A comprehensive, theoretically grounded benchmark with 8000+ bilingual instances across 46 cognitive paradigms.
Solves the problem of narrow existing Theory of Mind (ToM) benchmarks for Large Language Models (LLMs).
Used by researchers and ML engineers to evaluate and develop LLMs with advanced cognitive capabilities.
Offers a broader and more theoretically grounded assessment of ToM compared to restricted false belief tasks.
Aids in investigating LLM cognitive boundaries and understanding potential divergences from human cognition.

Use cases

Benchmarking new LLM architectures for their Theory of Mind capabilities before deployment.

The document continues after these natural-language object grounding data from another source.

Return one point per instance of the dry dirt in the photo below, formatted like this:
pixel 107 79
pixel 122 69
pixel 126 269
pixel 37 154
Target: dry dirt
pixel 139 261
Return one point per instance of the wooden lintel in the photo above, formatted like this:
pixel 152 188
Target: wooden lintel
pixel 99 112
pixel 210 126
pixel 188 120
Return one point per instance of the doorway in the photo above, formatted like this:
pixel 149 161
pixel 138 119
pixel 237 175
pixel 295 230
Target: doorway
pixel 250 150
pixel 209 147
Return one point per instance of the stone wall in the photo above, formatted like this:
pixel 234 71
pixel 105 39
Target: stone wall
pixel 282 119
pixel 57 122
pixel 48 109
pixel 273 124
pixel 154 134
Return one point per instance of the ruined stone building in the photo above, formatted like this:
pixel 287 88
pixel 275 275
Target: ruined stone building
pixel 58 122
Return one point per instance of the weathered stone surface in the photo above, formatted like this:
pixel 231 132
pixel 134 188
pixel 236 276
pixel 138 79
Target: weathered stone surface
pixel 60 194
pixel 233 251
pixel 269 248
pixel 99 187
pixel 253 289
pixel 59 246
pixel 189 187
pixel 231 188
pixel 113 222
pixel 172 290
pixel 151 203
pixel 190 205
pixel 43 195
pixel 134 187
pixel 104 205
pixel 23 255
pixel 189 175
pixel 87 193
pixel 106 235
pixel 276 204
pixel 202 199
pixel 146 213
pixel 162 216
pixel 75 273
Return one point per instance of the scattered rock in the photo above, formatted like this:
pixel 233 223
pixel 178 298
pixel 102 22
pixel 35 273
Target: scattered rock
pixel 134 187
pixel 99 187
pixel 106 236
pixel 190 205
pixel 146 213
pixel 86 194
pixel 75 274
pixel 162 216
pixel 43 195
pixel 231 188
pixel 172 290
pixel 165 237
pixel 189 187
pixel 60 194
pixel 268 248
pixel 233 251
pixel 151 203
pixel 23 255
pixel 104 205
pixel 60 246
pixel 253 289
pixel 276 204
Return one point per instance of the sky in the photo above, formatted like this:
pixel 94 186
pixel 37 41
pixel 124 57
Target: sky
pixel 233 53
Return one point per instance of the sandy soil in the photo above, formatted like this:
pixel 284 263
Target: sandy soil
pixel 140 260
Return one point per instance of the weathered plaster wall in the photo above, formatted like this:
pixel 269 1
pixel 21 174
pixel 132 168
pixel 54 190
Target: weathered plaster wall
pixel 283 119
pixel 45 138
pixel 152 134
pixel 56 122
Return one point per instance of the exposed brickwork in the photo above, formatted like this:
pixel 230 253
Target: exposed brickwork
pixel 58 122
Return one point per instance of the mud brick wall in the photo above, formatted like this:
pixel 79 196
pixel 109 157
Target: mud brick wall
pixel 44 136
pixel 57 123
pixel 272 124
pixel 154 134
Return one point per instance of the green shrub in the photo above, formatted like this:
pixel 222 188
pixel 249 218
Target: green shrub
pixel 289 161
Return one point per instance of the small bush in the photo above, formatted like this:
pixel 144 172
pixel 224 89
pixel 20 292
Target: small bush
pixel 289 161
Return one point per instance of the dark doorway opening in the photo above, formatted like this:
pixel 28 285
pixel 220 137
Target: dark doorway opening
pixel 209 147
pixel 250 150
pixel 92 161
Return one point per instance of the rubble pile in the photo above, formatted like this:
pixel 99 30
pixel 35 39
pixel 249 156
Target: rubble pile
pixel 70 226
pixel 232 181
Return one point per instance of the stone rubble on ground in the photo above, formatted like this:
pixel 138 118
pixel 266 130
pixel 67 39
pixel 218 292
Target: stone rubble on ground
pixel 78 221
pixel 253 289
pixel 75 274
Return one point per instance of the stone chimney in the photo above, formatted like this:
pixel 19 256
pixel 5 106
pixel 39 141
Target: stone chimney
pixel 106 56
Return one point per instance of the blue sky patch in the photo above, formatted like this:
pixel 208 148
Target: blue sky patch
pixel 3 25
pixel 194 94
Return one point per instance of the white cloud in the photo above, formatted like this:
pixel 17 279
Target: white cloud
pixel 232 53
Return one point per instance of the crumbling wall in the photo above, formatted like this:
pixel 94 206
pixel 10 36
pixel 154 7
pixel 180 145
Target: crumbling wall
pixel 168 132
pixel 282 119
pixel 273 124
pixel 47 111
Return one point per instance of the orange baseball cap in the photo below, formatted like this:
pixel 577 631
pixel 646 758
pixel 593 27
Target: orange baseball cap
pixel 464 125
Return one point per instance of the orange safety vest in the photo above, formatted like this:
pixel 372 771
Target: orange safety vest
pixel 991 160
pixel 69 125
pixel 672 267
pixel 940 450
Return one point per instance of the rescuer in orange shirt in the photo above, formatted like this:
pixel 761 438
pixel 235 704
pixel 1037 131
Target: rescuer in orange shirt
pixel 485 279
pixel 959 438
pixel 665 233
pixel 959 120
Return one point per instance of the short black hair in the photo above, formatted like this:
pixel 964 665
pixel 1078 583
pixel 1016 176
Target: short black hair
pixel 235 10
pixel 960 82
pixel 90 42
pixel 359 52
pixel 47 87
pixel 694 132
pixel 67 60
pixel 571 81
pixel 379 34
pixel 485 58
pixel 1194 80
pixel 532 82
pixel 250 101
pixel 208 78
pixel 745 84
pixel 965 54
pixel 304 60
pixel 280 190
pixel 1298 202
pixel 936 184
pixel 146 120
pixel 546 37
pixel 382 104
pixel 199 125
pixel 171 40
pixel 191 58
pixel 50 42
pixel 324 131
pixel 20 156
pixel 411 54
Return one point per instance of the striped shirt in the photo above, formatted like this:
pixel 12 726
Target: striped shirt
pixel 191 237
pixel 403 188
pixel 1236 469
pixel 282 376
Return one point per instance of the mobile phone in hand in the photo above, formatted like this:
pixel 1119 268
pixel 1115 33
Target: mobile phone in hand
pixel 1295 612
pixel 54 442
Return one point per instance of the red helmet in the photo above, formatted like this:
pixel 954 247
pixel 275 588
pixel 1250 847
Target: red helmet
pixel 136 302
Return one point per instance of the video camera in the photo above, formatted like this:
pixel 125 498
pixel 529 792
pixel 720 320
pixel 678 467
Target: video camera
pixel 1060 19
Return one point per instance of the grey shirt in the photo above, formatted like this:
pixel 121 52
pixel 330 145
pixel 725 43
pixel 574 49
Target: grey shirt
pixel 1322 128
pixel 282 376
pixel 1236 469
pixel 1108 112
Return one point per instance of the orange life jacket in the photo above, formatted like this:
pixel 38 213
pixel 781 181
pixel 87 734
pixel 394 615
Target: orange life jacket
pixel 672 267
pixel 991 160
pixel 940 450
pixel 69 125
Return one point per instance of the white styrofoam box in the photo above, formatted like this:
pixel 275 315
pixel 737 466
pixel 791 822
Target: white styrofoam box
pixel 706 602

Identifying specific cognitive weaknesses in current LLMs to guide future model development and fine-tuning.
Comparing the ToM performance of different frontier models (e.g., GPT-5.1 vs. Qwen3-Max) across diverse scenarios.
Researching the fundamental differences between artificial and human intelligence in social cognition.
Developing more robust and human-aligned AI systems by understanding their cognitive limitations.